Noah’s Flood is a professional/community opera, produced by Manchester Collective and Slung Low, performed in a warehouse, with input from 200 performers including professional musicians, community ensembles, and primary-school children. A warning for our time, it tells the bible story of the apocalyptic flood and the new hope arising.

This was an Arts Council funded project, benefiting communities from across the North of England. The experience and the message were of community-building, of participation and of social responsibility, and this was affected in a magnificent and accessible experience for many hundreds of people.

Greatest Days in contrast, has no such embedded responsibility.  A commercial venture based on the Take That catalogue, it currently tours the UK taking many millions of pounds at the box office. Yet, informed by modern psychotherapy, it is a brilliantly cathartic piece of analysis of how and why women in particular become emotionally stuck, and how we might move forward and flourish.

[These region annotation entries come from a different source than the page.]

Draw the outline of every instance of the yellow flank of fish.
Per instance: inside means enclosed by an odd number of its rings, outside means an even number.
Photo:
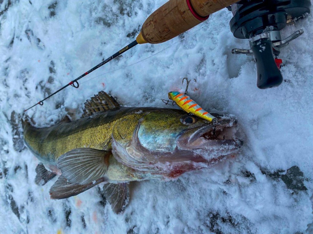
[[[183,94],[179,92],[170,92],[168,93],[168,98],[176,102],[179,107],[187,113],[192,113],[210,122],[212,122],[213,119],[216,119],[186,94]]]

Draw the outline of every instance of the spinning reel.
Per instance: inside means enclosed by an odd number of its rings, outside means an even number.
[[[283,82],[280,71],[280,49],[303,33],[297,31],[282,40],[280,30],[310,13],[310,0],[241,0],[228,7],[233,17],[229,23],[235,37],[249,39],[251,49],[234,49],[233,54],[254,55],[258,70],[258,87],[278,86]]]

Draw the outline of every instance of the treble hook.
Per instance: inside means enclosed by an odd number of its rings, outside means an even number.
[[[172,101],[169,100],[165,100],[165,99],[161,99],[161,100],[162,100],[162,102],[165,104],[166,105],[171,105],[172,106],[176,105],[176,102],[175,101]]]
[[[186,80],[186,81],[187,82],[187,85],[186,85],[186,90],[185,90],[185,94],[187,95],[188,92],[188,86],[189,85],[189,82],[190,82],[191,80],[188,80],[188,79],[187,77],[184,77],[182,79],[182,85],[183,84],[184,80]]]
[[[213,124],[213,135],[215,137],[215,138],[216,139],[218,139],[219,140],[222,140],[221,139],[220,139],[216,135],[216,125],[217,125],[218,124],[218,122],[217,119],[216,118],[213,119],[212,120],[212,123]],[[223,140],[225,139],[225,136],[224,135],[224,136],[223,137]]]

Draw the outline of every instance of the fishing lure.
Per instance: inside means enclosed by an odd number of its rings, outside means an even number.
[[[168,98],[187,113],[192,113],[210,122],[213,121],[214,123],[216,119],[216,118],[203,109],[188,95],[179,92],[170,92],[168,93]]]

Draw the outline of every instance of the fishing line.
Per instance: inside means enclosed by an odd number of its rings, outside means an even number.
[[[161,53],[161,52],[163,52],[165,50],[167,50],[167,49],[168,49],[169,48],[170,48],[171,47],[172,47],[172,46],[174,46],[175,44],[176,44],[178,43],[179,42],[180,42],[180,41],[183,41],[183,40],[185,40],[186,38],[188,38],[189,37],[191,37],[191,36],[193,36],[194,34],[195,34],[196,33],[196,32],[197,32],[198,31],[200,31],[201,29],[203,29],[203,28],[205,28],[206,27],[208,27],[208,25],[209,25],[209,24],[211,23],[212,23],[212,22],[215,22],[215,21],[216,21],[218,20],[219,20],[220,19],[220,18],[223,18],[223,17],[224,17],[225,16],[227,16],[227,15],[229,15],[229,14],[230,14],[231,13],[232,13],[231,12],[228,12],[228,13],[226,13],[226,14],[225,14],[223,15],[222,16],[221,16],[221,17],[218,17],[218,18],[217,18],[216,19],[215,19],[214,20],[208,22],[208,23],[206,25],[204,24],[204,25],[203,25],[201,27],[200,27],[199,28],[198,28],[198,29],[197,30],[195,30],[194,32],[192,32],[189,35],[187,35],[187,36],[186,36],[186,37],[185,37],[183,38],[182,38],[182,39],[181,39],[179,40],[178,41],[177,41],[176,42],[174,42],[174,43],[173,43],[171,44],[171,45],[170,45],[169,46],[168,46],[167,47],[166,47],[165,48],[164,48],[164,49],[163,49],[162,50],[160,50],[160,51],[159,51],[156,52],[156,53],[155,54],[153,54],[152,55],[151,55],[150,56],[148,56],[148,57],[146,57],[146,58],[144,58],[144,59],[142,59],[141,60],[140,60],[139,61],[138,61],[137,62],[134,62],[133,63],[132,63],[132,64],[130,64],[129,65],[127,65],[126,66],[123,66],[123,67],[120,67],[119,68],[117,68],[117,69],[114,69],[113,70],[111,70],[111,71],[107,71],[107,72],[105,72],[105,73],[102,73],[102,74],[100,74],[100,75],[98,75],[98,76],[95,76],[95,77],[93,77],[92,78],[91,78],[89,79],[89,80],[86,80],[85,81],[84,81],[84,82],[82,82],[81,83],[81,84],[84,84],[84,83],[86,83],[87,82],[88,82],[88,81],[90,81],[90,80],[93,80],[94,79],[95,79],[95,78],[97,78],[97,77],[99,77],[99,76],[103,76],[104,75],[106,75],[107,74],[108,74],[109,73],[111,73],[111,72],[113,72],[114,71],[118,71],[119,70],[121,70],[122,69],[124,69],[124,68],[126,68],[126,67],[129,67],[129,66],[132,66],[133,65],[135,65],[135,64],[136,64],[137,63],[139,63],[141,62],[142,61],[144,61],[145,60],[147,60],[147,59],[149,59],[150,58],[151,58],[151,57],[153,57],[153,56],[155,56],[155,55],[156,55],[158,54],[159,54],[160,53]]]
[[[212,23],[212,22],[214,22],[215,21],[216,21],[217,20],[219,19],[220,19],[220,18],[222,18],[224,16],[226,16],[226,15],[229,14],[230,13],[231,13],[231,12],[228,12],[228,13],[227,13],[226,14],[225,14],[224,15],[222,15],[222,16],[221,16],[221,17],[219,17],[217,18],[217,19],[216,19],[215,20],[213,20],[213,21],[210,21],[210,22],[209,22],[207,24],[207,24],[208,24],[209,23]],[[95,76],[95,77],[93,77],[93,78],[91,78],[89,80],[86,80],[85,81],[84,81],[84,82],[82,82],[81,83],[81,84],[84,84],[85,83],[86,83],[86,82],[88,82],[89,81],[90,81],[90,80],[93,80],[93,79],[95,79],[95,78],[96,78],[97,77],[99,77],[99,76],[103,76],[103,75],[105,75],[106,74],[107,74],[110,73],[111,72],[113,72],[114,71],[118,71],[119,70],[121,70],[121,69],[124,69],[124,68],[126,68],[126,67],[128,67],[130,66],[132,66],[133,65],[135,65],[135,64],[137,64],[137,63],[139,63],[140,62],[142,62],[142,61],[144,61],[145,60],[146,60],[147,59],[149,59],[149,58],[151,58],[151,57],[153,57],[153,56],[156,55],[157,55],[157,54],[159,54],[160,53],[161,53],[161,52],[163,52],[163,51],[164,51],[166,50],[167,50],[167,49],[168,49],[169,48],[171,47],[172,46],[173,46],[174,45],[175,45],[175,44],[177,44],[178,42],[180,42],[180,41],[183,41],[183,40],[184,40],[185,39],[186,39],[186,38],[187,38],[189,37],[191,37],[191,36],[193,35],[196,32],[197,32],[198,31],[199,31],[200,30],[203,29],[204,27],[206,27],[206,25],[204,25],[203,26],[202,26],[202,27],[200,27],[198,29],[197,29],[197,30],[196,30],[196,31],[195,31],[194,32],[193,32],[191,34],[190,34],[189,35],[187,35],[186,37],[184,37],[183,38],[182,38],[182,39],[181,39],[180,40],[179,40],[178,41],[176,41],[176,42],[175,42],[174,43],[173,43],[173,44],[172,44],[170,45],[169,46],[167,46],[167,47],[166,47],[166,48],[165,48],[164,49],[162,49],[162,50],[161,50],[161,51],[159,51],[157,52],[156,53],[155,53],[155,54],[154,54],[152,55],[151,55],[151,56],[148,56],[148,57],[146,57],[146,58],[144,59],[142,59],[142,60],[140,60],[140,61],[138,61],[136,62],[135,62],[135,63],[132,63],[132,64],[130,64],[129,65],[127,65],[126,66],[123,66],[123,67],[120,67],[120,68],[118,68],[117,69],[114,69],[114,70],[111,70],[110,71],[108,71],[108,72],[105,72],[105,73],[103,73],[102,74],[101,74],[100,75],[99,75],[98,76]],[[131,43],[130,43],[130,44],[129,44],[127,46],[125,46],[125,47],[124,47],[124,48],[123,48],[123,49],[122,49],[121,50],[120,50],[120,51],[118,51],[116,52],[116,53],[115,53],[115,54],[113,54],[113,55],[112,55],[112,56],[111,56],[109,58],[107,58],[106,59],[106,60],[104,60],[103,61],[102,61],[101,63],[99,63],[99,64],[98,64],[98,65],[95,66],[94,67],[92,68],[91,68],[91,69],[90,69],[89,71],[86,71],[86,72],[85,72],[82,75],[81,75],[80,76],[78,77],[77,77],[77,78],[76,78],[75,80],[73,80],[71,81],[71,82],[70,82],[67,85],[66,85],[63,86],[63,87],[62,87],[61,88],[59,89],[59,90],[57,90],[54,93],[53,93],[52,94],[51,94],[51,95],[49,95],[49,96],[48,96],[48,97],[46,97],[44,99],[43,99],[39,101],[38,103],[36,103],[36,104],[33,105],[32,106],[31,106],[30,107],[29,107],[29,108],[28,108],[28,109],[27,109],[24,110],[24,112],[26,112],[26,111],[27,111],[28,110],[29,110],[30,109],[31,109],[33,108],[33,107],[34,107],[34,106],[37,105],[44,105],[44,101],[45,100],[46,100],[47,99],[48,99],[50,97],[51,97],[52,96],[53,96],[54,95],[58,93],[60,91],[61,91],[62,90],[63,90],[65,88],[66,88],[68,86],[69,86],[70,85],[71,86],[73,86],[73,87],[74,88],[78,88],[79,87],[79,86],[80,86],[79,84],[78,83],[78,81],[80,79],[81,79],[83,77],[84,77],[85,76],[86,76],[86,75],[88,75],[88,74],[89,74],[91,73],[91,72],[92,72],[93,71],[95,71],[95,70],[96,70],[96,69],[97,69],[99,67],[100,67],[100,66],[101,66],[103,65],[104,64],[106,64],[107,62],[110,61],[111,61],[112,60],[114,60],[115,58],[116,58],[116,57],[117,57],[117,56],[119,56],[121,55],[122,54],[122,53],[124,53],[124,52],[126,52],[128,50],[130,49],[131,49],[131,48],[132,48],[133,47],[134,47],[134,46],[136,46],[136,45],[138,45],[138,43],[135,40],[134,41],[133,41]],[[163,100],[162,99],[160,99],[161,100]]]

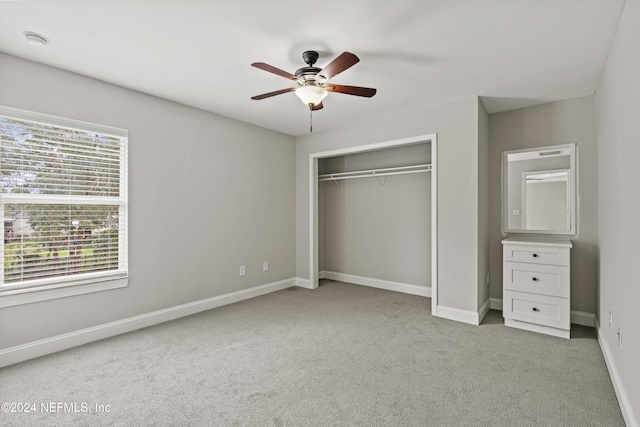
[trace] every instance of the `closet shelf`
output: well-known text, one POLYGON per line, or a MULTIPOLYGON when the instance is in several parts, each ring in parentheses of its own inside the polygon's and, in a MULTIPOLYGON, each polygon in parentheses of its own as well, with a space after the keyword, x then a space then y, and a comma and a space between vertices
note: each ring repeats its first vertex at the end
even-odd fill
MULTIPOLYGON (((318 175, 318 181, 340 181, 343 179, 354 178, 373 178, 384 177, 388 175, 406 175, 409 173, 431 172, 431 164, 400 166, 397 168, 370 169, 353 172, 338 172, 318 175)), ((383 184, 384 185, 384 184, 383 184)))

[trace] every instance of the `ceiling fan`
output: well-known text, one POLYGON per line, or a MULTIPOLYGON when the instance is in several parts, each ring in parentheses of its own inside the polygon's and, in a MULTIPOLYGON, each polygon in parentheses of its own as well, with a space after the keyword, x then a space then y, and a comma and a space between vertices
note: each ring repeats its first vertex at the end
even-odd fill
POLYGON ((331 61, 324 68, 314 67, 313 64, 318 60, 318 52, 308 50, 302 54, 302 59, 307 64, 306 67, 296 70, 295 75, 276 68, 264 62, 254 62, 252 67, 259 68, 269 73, 282 76, 297 83, 297 86, 281 89, 275 92, 263 93, 262 95, 252 96, 251 99, 260 100, 270 98, 283 93, 295 92, 302 100, 304 105, 309 107, 310 111, 320 110, 322 108, 322 100, 329 92, 344 93, 345 95, 364 96, 371 98, 376 94, 376 90, 368 87, 360 86, 344 86, 328 83, 332 77, 340 74, 344 70, 351 68, 357 64, 360 59, 350 52, 344 52, 336 59, 331 61))

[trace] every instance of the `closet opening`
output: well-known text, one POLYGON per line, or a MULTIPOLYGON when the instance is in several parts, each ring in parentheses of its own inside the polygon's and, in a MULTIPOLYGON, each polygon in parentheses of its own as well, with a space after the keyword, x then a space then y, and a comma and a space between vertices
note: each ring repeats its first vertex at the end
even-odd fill
POLYGON ((431 297, 437 316, 436 134, 309 155, 310 282, 431 297))

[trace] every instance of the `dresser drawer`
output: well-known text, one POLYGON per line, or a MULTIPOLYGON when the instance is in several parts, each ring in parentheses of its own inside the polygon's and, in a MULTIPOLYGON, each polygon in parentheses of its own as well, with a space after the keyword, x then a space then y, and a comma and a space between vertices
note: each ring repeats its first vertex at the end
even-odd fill
POLYGON ((568 298, 505 290, 502 304, 505 318, 565 330, 571 327, 568 298))
POLYGON ((556 246, 505 244, 503 246, 503 261, 568 266, 570 263, 569 249, 556 246))
POLYGON ((507 290, 569 298, 569 267, 505 262, 503 287, 507 290))

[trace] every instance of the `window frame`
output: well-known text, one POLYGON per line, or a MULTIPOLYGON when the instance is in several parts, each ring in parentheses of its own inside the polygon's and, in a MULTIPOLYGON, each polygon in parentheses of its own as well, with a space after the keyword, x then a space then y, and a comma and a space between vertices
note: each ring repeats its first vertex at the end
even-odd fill
POLYGON ((31 204, 108 204, 118 205, 120 221, 120 235, 118 245, 118 269, 105 272, 87 272, 78 275, 68 275, 56 279, 34 279, 25 282, 5 285, 4 282, 4 239, 0 245, 0 308, 11 307, 31 302, 46 301, 73 295, 100 292, 128 286, 128 144, 129 131, 112 126, 105 126, 81 120, 68 119, 50 114, 22 110, 0 105, 0 116, 14 120, 24 120, 62 128, 72 128, 80 131, 95 132, 115 136, 123 140, 120 150, 120 182, 119 195, 115 197, 90 196, 59 196, 37 195, 29 200, 29 196, 18 193, 0 193, 0 216, 4 218, 4 205, 9 203, 31 204), (75 199, 75 200, 74 200, 75 199), (108 202, 107 202, 108 200, 108 202), (29 283, 31 282, 31 283, 29 283))

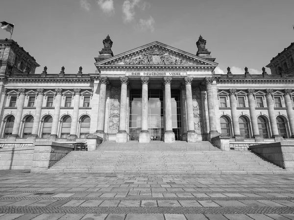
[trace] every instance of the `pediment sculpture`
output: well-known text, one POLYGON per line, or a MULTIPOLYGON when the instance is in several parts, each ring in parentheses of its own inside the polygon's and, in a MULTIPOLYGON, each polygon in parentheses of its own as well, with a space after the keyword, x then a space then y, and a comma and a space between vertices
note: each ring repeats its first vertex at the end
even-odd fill
POLYGON ((139 56, 124 61, 127 65, 192 65, 189 62, 165 51, 155 48, 143 52, 139 56))

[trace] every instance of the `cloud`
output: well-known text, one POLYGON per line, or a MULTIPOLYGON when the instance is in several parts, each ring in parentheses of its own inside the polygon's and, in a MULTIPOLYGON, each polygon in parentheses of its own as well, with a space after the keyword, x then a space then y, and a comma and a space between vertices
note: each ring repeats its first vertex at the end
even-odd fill
POLYGON ((97 3, 104 13, 110 15, 114 13, 113 0, 98 0, 97 3))
POLYGON ((126 0, 122 4, 122 13, 123 22, 128 23, 131 22, 135 17, 135 8, 137 7, 142 10, 150 7, 150 4, 142 0, 126 0))
MULTIPOLYGON (((225 70, 223 70, 220 69, 218 66, 217 67, 215 70, 216 74, 226 74, 227 72, 227 70, 226 69, 225 70)), ((248 71, 250 74, 252 75, 257 75, 257 74, 261 74, 262 71, 257 70, 255 69, 250 68, 248 69, 248 71)), ((244 68, 241 68, 237 66, 232 66, 231 67, 231 72, 232 74, 234 75, 245 75, 245 70, 244 68)))
POLYGON ((145 31, 147 29, 150 29, 151 32, 153 32, 154 30, 154 25, 155 22, 154 19, 151 16, 150 16, 149 19, 145 20, 140 19, 137 24, 137 26, 140 30, 145 31))
POLYGON ((88 0, 80 0, 81 7, 84 8, 86 11, 89 11, 91 9, 91 4, 89 3, 88 0))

Drawing from transactional analysis, we see characters experience tragic loss in adolescence, and go on variously to emotional ‘stuckness’, and inability to move forward. Only when confronted with their ‘inner children’ are they permitted to become their full selves and flourish personally and within society. All the while the songs of Take That remind us of the inner children, who we didn’t quite leave in the 90s, and what we might choose to do about that now.

Here is the social zeitgeist that alerts us to our inner limitations and reminds us that the power to change is within. And yet it is always socially (in groups, in conferences, in theatre) that we come to these realisations. Both productions I would argue were societal. They were civic, and had transformative potential for audience (and the opera for its public participants).

While it’s unlikely on an aesthetic level that many of those attracted to the jukebox musical might also engage with the work of Britten, we might focus on the human growth potential brought by both these productions: the process toward personal thriving and completeness exemplified in Greatest Days, and the flourishing of an entire community in Noah’s Flood, brought about by Arts Council funding and socially conscious institutions that can facilitate such extensive and transformative arts participation.

Dr Jennifer Daniel, Senior Lecturer in Musical Theatre.